April 14, 2009 12:00 am

, SEOUL, Apr 14 – North Korea announced it would quit six-nation nuclear disarmament talks and restart its atomic weapons programme in protest at the UN’s condemnation of its rocket launch.

The communist nation said Security Council discussion of the launch, which the North insists sent a satellite into orbit, was "an unbearable insult" to its people.

Analysts described the Pyongyang statement as unusually strong, and China, the North’s closest ally, called for all sides involved in the talks to show restraint.

"There is no need for the six-party talks any more," said a statement from Pyongyang’s foreign ministry carried by the Korean Central News Agency.

"We will never again take part in such talks and will not be bound by any agreement reached at the talks."
North Korea "will strengthen its nuclear deterrent for its defence by all means," it added.

"We will take steps to restore disabled nuclear facilities… and reprocess used fuel rods that came from experimental nuclear reactors."

The statement came hours after the UN Security Council unanimously approved a statement condemning the April 5 rocket launch, which it said contravened a resolution passed after the North’s 2006 missile and nuclear tests.

It agreed to tighten sanctions, which were mandated under Resolution 1718 but never enforced amid hopes of progress on denuclearisation.

However China and Russia successfully resisted calls for a new resolution, saying they did not want to harm prospects for resuming the disarmament talks which group them with the two Koreas, Japan and the United States.

China, which hosts the talks, urged calm.

"We hope relevant parties can… show calmness and restraint so as to work together to safeguard the process of the six-party talks," a foreign ministry spokeswoman told reporters.

Russia’s foreign ministry went further, expressing "regret" at the North’s announcement, while Japan said it "strongly urges" Pyongyang to return to the negotiations.

There was no immediate reaction from the United States.

Pyongyang had threatened to quit the talks, which started in 2003, should the Security Council criticise its rocket launch.

The hard-line regime has hailed what it says was the "historic" launch of a communications satellite, but the United States and its allies say that it has not been detected in orbit and the North’s real aim was to test a long-range missile.

In its statement, the North said it would consider building its own light water nuclear reactors to supply electrical power, and blasted what it called double standards.

"According to the US logic, Japan may launch a satellite because Japan is its ally but we must not do the same because we have a different system and we are not subservient to the US," the Korean-language statement said.

"The UN Security Council simply yielded to the US robber-like logic."

Kim Yong-Hyun, a professor at Seoul’s Dongguk University, said Pyongyang’s response "raises the possibility of military provocations by North Korea."

"North Korea is ratcheting up the stakes.
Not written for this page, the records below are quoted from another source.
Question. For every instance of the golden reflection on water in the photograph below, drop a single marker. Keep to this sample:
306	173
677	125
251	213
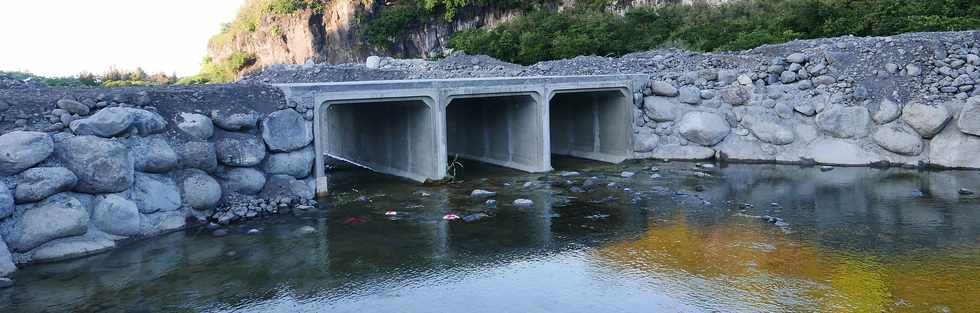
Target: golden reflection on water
777	271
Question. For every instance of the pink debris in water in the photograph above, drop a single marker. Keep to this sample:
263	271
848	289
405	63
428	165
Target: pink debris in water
355	220
450	217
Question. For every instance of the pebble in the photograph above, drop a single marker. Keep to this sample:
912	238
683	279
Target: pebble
305	230
524	203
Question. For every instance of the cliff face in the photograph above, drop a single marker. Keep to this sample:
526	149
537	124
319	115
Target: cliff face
332	35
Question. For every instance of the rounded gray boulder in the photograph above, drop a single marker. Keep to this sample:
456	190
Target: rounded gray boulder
20	150
196	126
703	128
102	165
296	164
240	150
286	130
58	216
6	201
153	155
38	183
243	180
116	215
200	191
155	193
106	123
235	121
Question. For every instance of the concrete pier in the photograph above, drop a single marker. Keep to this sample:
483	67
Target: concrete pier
412	128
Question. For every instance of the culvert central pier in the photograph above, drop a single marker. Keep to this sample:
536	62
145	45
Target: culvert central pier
411	128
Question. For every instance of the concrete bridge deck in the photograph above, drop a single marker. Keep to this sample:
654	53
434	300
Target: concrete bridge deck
412	128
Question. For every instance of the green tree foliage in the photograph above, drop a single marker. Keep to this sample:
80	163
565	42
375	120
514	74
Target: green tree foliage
590	30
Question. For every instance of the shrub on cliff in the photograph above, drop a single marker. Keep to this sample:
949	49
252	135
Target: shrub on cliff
545	35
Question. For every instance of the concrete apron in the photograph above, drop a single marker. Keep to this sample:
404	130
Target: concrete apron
412	128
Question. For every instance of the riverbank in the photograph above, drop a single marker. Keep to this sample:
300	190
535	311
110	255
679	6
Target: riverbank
84	168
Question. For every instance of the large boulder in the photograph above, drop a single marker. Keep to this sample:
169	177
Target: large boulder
6	201
147	123
952	148
296	164
887	111
240	150
235	121
703	128
645	140
38	183
116	215
736	95
772	133
199	155
286	130
102	165
7	266
197	126
113	121
845	122
243	180
286	186
898	138
199	190
969	119
58	216
106	123
20	150
153	155
154	193
660	109
927	120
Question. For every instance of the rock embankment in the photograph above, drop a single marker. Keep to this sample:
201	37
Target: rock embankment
113	171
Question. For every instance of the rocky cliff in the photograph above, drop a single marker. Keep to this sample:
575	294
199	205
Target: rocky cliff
334	35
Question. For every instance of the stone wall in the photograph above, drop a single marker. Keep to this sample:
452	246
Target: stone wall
122	171
857	101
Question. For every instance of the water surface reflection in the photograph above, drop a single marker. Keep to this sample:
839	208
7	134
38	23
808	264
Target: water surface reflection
738	238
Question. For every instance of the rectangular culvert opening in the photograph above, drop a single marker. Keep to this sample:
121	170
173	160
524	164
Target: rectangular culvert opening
389	136
504	130
592	125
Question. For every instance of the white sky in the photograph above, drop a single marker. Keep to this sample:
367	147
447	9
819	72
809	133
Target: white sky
65	37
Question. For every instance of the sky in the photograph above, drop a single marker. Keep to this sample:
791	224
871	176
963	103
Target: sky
66	37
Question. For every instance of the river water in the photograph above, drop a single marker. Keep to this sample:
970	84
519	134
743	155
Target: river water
677	238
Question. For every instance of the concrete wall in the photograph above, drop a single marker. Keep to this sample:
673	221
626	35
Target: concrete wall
413	128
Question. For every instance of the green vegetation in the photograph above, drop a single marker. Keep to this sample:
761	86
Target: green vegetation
250	16
392	23
111	78
589	30
224	71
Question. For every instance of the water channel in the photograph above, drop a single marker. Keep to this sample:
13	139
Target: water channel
674	237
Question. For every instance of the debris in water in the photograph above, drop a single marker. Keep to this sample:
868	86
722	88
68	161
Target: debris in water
354	220
475	217
597	216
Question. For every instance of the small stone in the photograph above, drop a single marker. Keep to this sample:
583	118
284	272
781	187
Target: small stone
480	193
524	203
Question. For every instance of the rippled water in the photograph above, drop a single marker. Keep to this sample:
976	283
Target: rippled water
737	238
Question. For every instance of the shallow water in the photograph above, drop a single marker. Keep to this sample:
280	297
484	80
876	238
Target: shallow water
685	240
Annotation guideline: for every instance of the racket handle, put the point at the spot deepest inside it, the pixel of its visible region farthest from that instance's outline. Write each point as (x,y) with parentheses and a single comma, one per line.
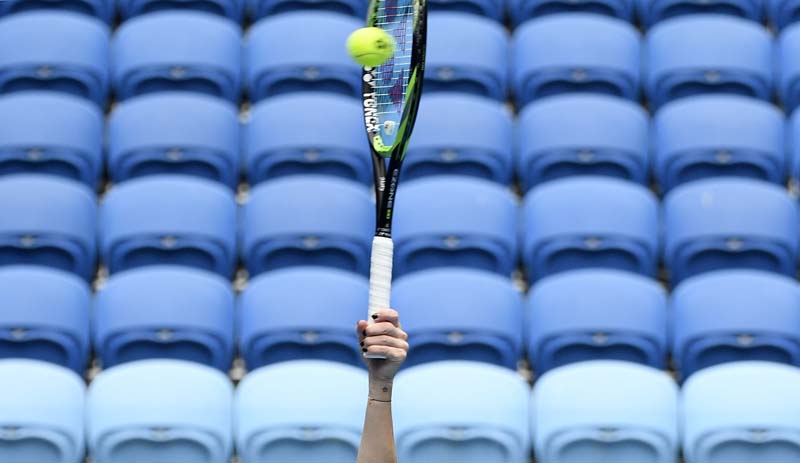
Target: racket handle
(380,278)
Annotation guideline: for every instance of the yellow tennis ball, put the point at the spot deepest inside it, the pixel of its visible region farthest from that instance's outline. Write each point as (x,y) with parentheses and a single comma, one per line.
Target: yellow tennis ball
(370,46)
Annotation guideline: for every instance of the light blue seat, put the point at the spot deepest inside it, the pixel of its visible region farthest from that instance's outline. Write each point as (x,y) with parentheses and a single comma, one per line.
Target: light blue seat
(462,411)
(160,411)
(308,411)
(307,133)
(707,54)
(596,314)
(53,223)
(467,54)
(316,60)
(177,50)
(463,135)
(762,426)
(577,52)
(232,9)
(165,312)
(308,220)
(460,314)
(55,50)
(169,219)
(44,315)
(586,222)
(42,418)
(718,135)
(605,410)
(454,221)
(301,313)
(51,133)
(735,315)
(174,133)
(724,223)
(583,134)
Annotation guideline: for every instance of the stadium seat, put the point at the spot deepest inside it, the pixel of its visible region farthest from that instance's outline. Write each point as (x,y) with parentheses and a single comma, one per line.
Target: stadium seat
(177,50)
(232,9)
(596,314)
(316,59)
(718,135)
(169,219)
(55,50)
(307,133)
(466,54)
(724,223)
(605,410)
(742,412)
(160,411)
(102,9)
(174,133)
(308,411)
(735,315)
(700,54)
(463,135)
(578,52)
(452,221)
(44,315)
(301,313)
(586,222)
(42,419)
(51,133)
(165,312)
(460,314)
(53,223)
(308,220)
(570,135)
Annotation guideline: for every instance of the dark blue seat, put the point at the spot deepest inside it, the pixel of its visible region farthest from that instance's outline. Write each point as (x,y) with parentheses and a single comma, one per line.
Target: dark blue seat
(174,133)
(51,133)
Its brinkmanship, of course, is designed to win maximum concessions from the US and international community," he told AFP.

Professor Yang Moo-Jin, of the University of North Korean Studies, said it was one of the strongest statements he could remember from Pyongyang.

"The statement says the North is now moving to actions," he said.

"It’s crucial for the US, its allies and China to react wisely in order to control the situation."

Pyongyang had been disabling plants at Yongbyon that produced weapons-grade plutonium as part of a February 2007 six-nation deal.

A Seoul official involved in the talks said North Korea has completed eight of 11 disablement steps and was on the ninth, which involves withdrawing spent fuel rods from the reactor and placing them in a cooling pond.

"It’s hard to say how long it would take to put everything back and start reprocessing the spent fuel rods to get plutonium," he told AFP under cover of anonymity.